Gençler, demokrasinin gerekliliğine inanmaktadır. Ancak bazı tutum, davranış ve düşüncelerinin demokrasinin gerekleriyle bağdaşmadığının ya da yeterince bağdaşmadığının farkında değildirler. Kültürel farklılıklara şüpheyle yaklaşmak hatta onları bir çatışma kaynağı görmek gençlerin en büyük açmazlarıdır. Gençlerin çoğunluğu olmasa da küçük görülmeyecek bir oranının farklılıkları "ötekileştirme"ye eğilimli olduğu söylenebilir.
Bu durum hemen gerçekleşmeyecektir. Ama farklılıklarla başka toplumsal koşullarda fiilen bir araya geldiği zaman bu olasılık doğabilir. Hoşgörü, çoğulculuğu da besleyen bir atmosfer oluşturur. Gençlerin düşünce farklılıklarına hoşgörüsü çok yüksek olmakla beraber, farklı kimliklerle yüzyüze, yan yana olma konusunda sorunları olduğu anlaşılmaktadır.
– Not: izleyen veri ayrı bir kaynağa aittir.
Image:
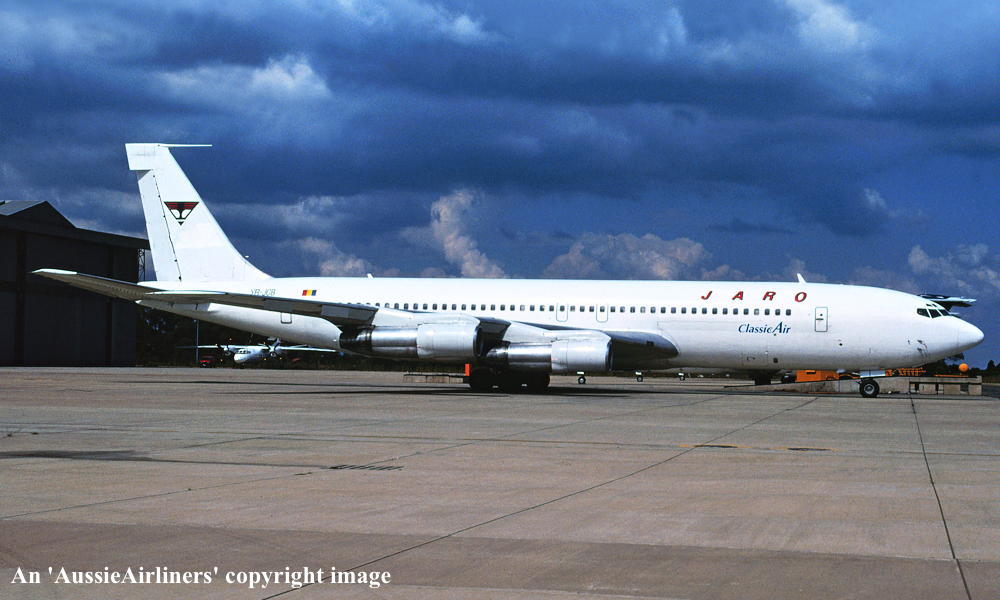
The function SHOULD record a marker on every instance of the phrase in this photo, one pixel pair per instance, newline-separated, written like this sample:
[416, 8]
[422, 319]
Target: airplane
[248, 354]
[516, 332]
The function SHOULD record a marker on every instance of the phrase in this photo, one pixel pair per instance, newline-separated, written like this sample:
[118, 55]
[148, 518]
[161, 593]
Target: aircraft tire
[481, 380]
[869, 388]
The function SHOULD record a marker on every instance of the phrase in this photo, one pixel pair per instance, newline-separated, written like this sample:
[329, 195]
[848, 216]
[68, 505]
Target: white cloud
[448, 227]
[331, 261]
[290, 78]
[418, 16]
[968, 269]
[828, 26]
[670, 33]
[626, 256]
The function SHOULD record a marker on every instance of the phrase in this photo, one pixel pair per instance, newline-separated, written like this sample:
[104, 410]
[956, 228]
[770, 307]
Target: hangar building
[45, 323]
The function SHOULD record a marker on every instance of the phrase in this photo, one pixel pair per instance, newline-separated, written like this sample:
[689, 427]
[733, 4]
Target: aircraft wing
[641, 344]
[307, 349]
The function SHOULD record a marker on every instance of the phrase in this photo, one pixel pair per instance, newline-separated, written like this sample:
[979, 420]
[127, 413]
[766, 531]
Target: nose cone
[968, 335]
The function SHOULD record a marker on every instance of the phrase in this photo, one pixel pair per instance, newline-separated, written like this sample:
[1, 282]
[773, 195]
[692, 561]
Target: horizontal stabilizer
[336, 313]
[102, 285]
[949, 302]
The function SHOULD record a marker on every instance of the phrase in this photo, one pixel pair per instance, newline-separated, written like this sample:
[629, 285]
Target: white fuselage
[764, 326]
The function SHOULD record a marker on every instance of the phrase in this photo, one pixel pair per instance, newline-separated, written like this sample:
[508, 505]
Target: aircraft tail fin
[186, 241]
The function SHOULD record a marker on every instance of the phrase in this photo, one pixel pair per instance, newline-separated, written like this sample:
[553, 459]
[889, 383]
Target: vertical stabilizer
[186, 241]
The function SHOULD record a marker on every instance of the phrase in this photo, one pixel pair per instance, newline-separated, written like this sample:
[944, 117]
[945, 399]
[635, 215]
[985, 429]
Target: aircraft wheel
[481, 380]
[538, 382]
[869, 388]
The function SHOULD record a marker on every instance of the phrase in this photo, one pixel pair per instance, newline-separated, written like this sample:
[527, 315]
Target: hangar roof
[38, 216]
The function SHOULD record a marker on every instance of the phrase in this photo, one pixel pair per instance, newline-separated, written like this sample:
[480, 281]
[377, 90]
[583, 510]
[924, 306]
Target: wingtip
[53, 272]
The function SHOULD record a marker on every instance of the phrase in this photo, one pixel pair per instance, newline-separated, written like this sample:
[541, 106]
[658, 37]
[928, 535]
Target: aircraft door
[821, 319]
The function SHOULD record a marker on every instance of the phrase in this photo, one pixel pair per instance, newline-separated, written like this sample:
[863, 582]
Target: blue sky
[851, 141]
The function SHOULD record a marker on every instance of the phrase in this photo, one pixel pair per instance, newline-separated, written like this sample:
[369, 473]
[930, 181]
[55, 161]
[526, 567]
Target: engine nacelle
[562, 356]
[431, 341]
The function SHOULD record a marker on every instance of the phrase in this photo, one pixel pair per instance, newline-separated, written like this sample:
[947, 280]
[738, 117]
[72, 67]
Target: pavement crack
[937, 497]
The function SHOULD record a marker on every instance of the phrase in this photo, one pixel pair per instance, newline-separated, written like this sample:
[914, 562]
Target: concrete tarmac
[614, 489]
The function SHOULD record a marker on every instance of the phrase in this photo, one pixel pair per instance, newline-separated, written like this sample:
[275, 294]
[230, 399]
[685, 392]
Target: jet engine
[430, 341]
[561, 356]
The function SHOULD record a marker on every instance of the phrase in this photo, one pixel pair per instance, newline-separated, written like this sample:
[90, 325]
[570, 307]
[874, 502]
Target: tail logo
[181, 210]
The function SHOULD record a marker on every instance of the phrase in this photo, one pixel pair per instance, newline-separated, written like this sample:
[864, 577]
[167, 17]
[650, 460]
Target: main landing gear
[484, 380]
[868, 388]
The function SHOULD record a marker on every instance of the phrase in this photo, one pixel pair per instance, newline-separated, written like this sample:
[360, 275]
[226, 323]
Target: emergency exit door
[821, 319]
Farklı düşüncelerin örgütlenmesine yasak konulmasına dahi karşı çıkmaktadır. Ama düşünceden kaynaklanmayan, inanç ya da etnik merkezli farklılıklarla iç içeliği sindirememektedir. Böyle bir toplumsal deneyim sahibi olmamanın da bu tutumun oluşmasında payı büyük olsa gerektir. Gençlerin çok küçük denmeyecek bir kesimi, farklı kimlik alanlarının toplum için güvensizlik potansiyeli taşıdığını değerlendirmektedir.